Your legal option is to limit your stay in Portugal to just under the 3 month limit at any one time, but you still run the risk that Portuguese Financas might consider you a Tax Resident, see link below

Mouton just asked a similar question
http://www.expatforum.com/expats/po...-living-portugal/212466-long-term-rental.html


----------



## Helenterry (Sep 20, 2013)

We have a fiscal number, and bank account, mortgage etc in Portugal. Do you know of any family/people who are interested in long term property rental as another option? 

There is no time limit, I just gave 6 months as an example to share our time between the UK and Portugal, as living in the UK is getting worse.
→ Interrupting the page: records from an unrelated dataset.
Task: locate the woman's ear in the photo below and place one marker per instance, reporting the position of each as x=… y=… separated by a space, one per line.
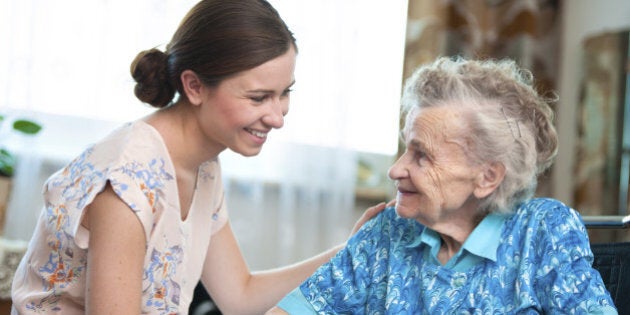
x=193 y=87
x=489 y=179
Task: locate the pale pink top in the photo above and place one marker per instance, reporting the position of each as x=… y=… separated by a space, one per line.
x=135 y=161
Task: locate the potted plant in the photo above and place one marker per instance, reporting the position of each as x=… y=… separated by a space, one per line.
x=8 y=161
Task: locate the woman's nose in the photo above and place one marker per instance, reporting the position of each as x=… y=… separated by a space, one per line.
x=397 y=170
x=275 y=117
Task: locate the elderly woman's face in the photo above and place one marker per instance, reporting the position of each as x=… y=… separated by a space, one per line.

Thank you for responding and thanks for your advice


----------



## canoeman (Mar 3, 2011)

There are always members enquiring about long term lets, it's keeping an eye on the forum, just a couple of issues like UK as you have a mortgage you'd need to consult them about renting, also I'm afraid you should declare any earnings here to Financas, holiday lets might be an alternative if your property is suitable and in a good location, still reguire a licence and reporting to Financas but easier


----------



## Helenterry (Sep 20, 2013)

canoeman said:


> There are always members enquiring about long term lets, it's keeping an eye on the forum, just a couple of issues like UK as you have a mortgage you'd need to consult them about renting, also I'm afraid you should declare any earnings here to Financas, holiday lets might be an alternative if your property is suitable and in a good location, still reguire a licence and reporting to Financas but easier


OK THanks for your advice,we shall get out this rat race one day!


----------



## canoeman (Mar 3, 2011)

Afraid no one country likes to make it easy, each one wants their pound of flesh


----------